This piece originally appeared in the Washington Post.
Regardless of President Trump’s fate in the impeachment inquiry, his presidency has exposed serious fissures in our system of government that require repair — especially when it comes to the integrity of government research. Nothing illustrates that better than “SharpieGate,” an absurd incident in early September during which the White House reportedly ordered top weather officials to back the president’s claim that Hurricane Dorian would hit Alabama.
This isn’t the first time this administration has retaliated against scientists for doing their jobs. The Agriculture Department recently decided to relocate an entire staff of career economists from Washington, D.C., to Kansas City after they published reports on the financial harms of Trump’s trade policies. The Interior Department moved a climate scientist to an accounting role after he stressed the dangers of climate change to Alaska’s Native communities. A recent tally by the Union of Concerned Scientists listed more than 120 attacks on science by the Trump administration.
Clearly, the informal rules and guardrails that used to rein in political attempts to interfere with data and research can no longer be trusted. Congress must turn these norms into law.
Government science matters. It put Americans on the moon. It helped create the Internet. And today, it helps the government protect the environment, improve our water and food safety, and provide the economic data that help businesses and investors make wise financial decisions. It provides advance warning when we’re in Mother Nature’s dangerous path.
How can we protect the integrity and rigor of government science and research from executive abuse in these polarizing times? Today, the National Task Force on Rule of Law and Democracy, a nonpartisan group of former government officials and policy experts that we co-chair, released a report on protecting the integrity of government science and research, complete with narrowly tailored recommendations for codifying these norms into law.
The Trump administration’s abuses are extreme, but this White House is far from the first to lay siege to government scientists. Our new report documents how the current and previous administrations have manipulated the findings of government scientists, suppressed government research they did not like from reaching the public, retaliated against career government scientists for upholding the integrity of their work and invited special interests to help shape government research.
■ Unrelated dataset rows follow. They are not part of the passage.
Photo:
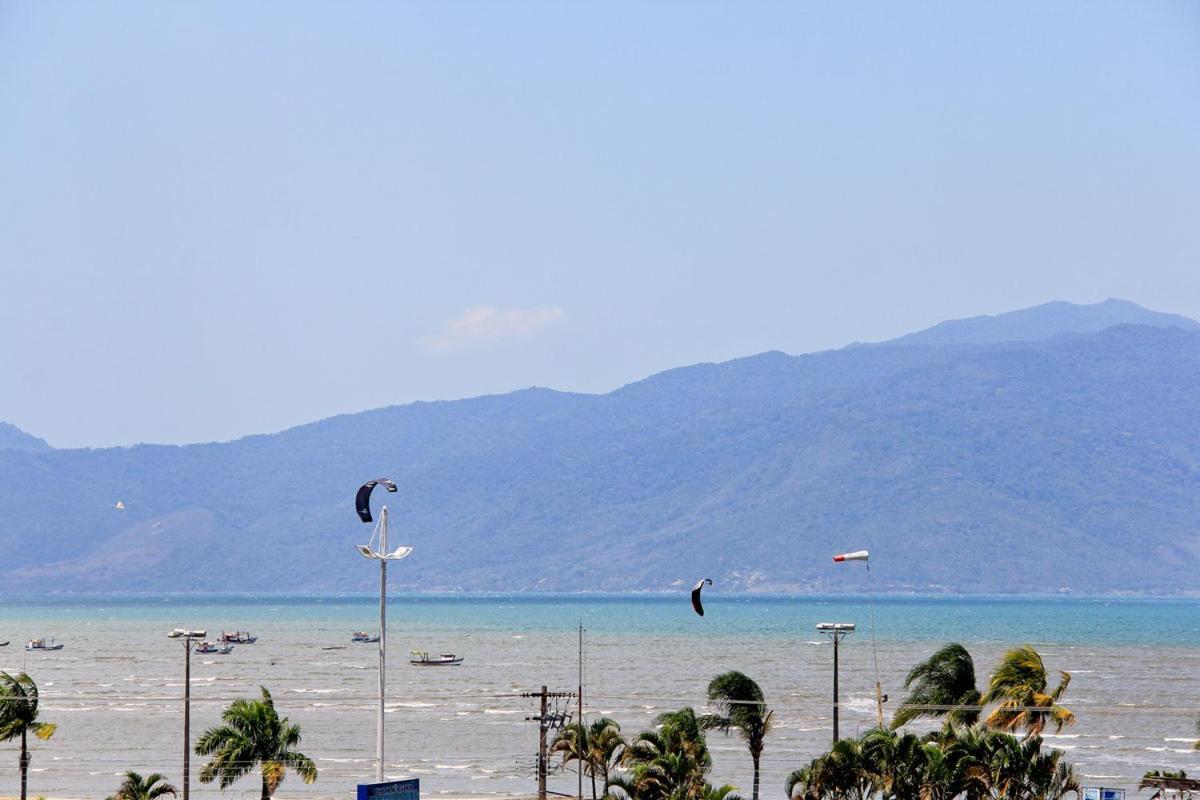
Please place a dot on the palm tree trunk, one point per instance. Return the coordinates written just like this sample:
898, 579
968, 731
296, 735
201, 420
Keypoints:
24, 764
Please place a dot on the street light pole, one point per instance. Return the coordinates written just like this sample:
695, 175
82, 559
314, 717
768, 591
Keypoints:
363, 506
835, 631
383, 641
189, 637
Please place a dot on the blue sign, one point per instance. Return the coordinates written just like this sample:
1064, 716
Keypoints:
391, 791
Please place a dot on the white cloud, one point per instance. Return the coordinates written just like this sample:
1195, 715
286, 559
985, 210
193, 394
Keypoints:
484, 325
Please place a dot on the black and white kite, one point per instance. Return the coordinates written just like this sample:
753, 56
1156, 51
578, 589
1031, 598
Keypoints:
363, 499
695, 595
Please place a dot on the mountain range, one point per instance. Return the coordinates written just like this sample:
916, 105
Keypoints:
1053, 449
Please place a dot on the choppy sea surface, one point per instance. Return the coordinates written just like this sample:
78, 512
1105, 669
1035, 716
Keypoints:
115, 689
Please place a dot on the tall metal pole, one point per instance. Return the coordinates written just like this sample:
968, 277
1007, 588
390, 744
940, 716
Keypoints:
581, 728
187, 714
383, 638
541, 746
835, 638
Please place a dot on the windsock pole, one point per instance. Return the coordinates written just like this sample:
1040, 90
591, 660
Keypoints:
864, 555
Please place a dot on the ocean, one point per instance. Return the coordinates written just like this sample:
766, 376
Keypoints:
115, 687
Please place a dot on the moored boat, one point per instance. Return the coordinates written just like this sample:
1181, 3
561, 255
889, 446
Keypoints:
421, 659
42, 645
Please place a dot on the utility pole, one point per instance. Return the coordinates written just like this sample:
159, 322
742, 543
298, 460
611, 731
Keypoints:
546, 722
835, 631
189, 637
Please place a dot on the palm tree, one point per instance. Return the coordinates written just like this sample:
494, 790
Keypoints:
946, 679
669, 763
841, 774
1019, 685
573, 743
741, 704
143, 788
895, 763
605, 747
253, 734
18, 717
725, 792
594, 747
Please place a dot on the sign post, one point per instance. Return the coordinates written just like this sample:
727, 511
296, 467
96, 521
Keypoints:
408, 789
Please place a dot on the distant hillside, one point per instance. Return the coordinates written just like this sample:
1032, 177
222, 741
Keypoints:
13, 438
1069, 462
1043, 322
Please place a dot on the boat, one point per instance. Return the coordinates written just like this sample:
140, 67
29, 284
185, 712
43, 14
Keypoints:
421, 659
42, 644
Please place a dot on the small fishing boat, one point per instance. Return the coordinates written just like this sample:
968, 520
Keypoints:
42, 645
421, 659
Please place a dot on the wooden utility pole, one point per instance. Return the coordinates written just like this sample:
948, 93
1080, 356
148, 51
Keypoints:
546, 722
For instance, political officials at the Environmental Protection Agency during the Obama administration made last-minute changes to a report highlighting the dangers of fracking on drinking water by downplaying the risks. Fortunately, the EPA scientists pushed back, and the edits were removed from the final report. In 2008, NASA’s inspector general published a report describing how the agency’s public affairs office suppressed climate-change science and barred a top scientist, James Hansen, from speaking to the media. During this episode, a politically appointed public affairs officer rejected an NPR producer’s request to interview Hansen, arguing that his job was “to make [President George W. Bush] look good.”
In response to these and other abuses, our task force proposes concrete ways for legislators to protect and preserve scientific integrity from executive power.
First and foremost, Congress should pass scientific integrity standards for the executive branch and require agencies to create policies that guarantee these standards. These policies would apply both to employees and contractors who conduct research for the federal government directly, as well as federally funded research and development centers. At their most basic, these standards would ensure that the science conducted at these agencies is free from politics, ideology and financial conflicts of interest.
Congress must also protect scientists and their work from interference by political appointees. It can do this by requiring agencies that conduct scientific research to articulate clear standards for how political officials interact with career researchers about their work and establishing mechanisms for transparency and accountability in those interactions.
And if political appointees break the rules, their misconduct cannot be tolerated. To ensure accountability and deter corruption, Congress should pass legislation that makes it unlawful for government officials to tamper with or censor federally funded scientific research or data for personal, financial, or partisan political gain. Congress should also prohibit officials from disseminating scientific information that they know is false or misleading, and legislators must bar retaliation against government researchers for doing their work.
Reforms like these and others outlined in the report are crucial to a society that values the scientific method as critical to the public good.
No one political party has a monopoly on science. Congress should demonstrate as much by shielding government scientists and their work from politicization. Our collective futures depend on these reforms, no matter who occupies the White House in the future.
Preet Bharara is the former U. S. attorney for the Southern District of New York. Christine Todd Whitman, president of the Whitman Strategy Group, was administrator of the Environmental Protection Agency and governor of New Jersey. They are co-chairs of the National Task Force on Rule of Law and Democracy housed at the Brennan Center for Justice.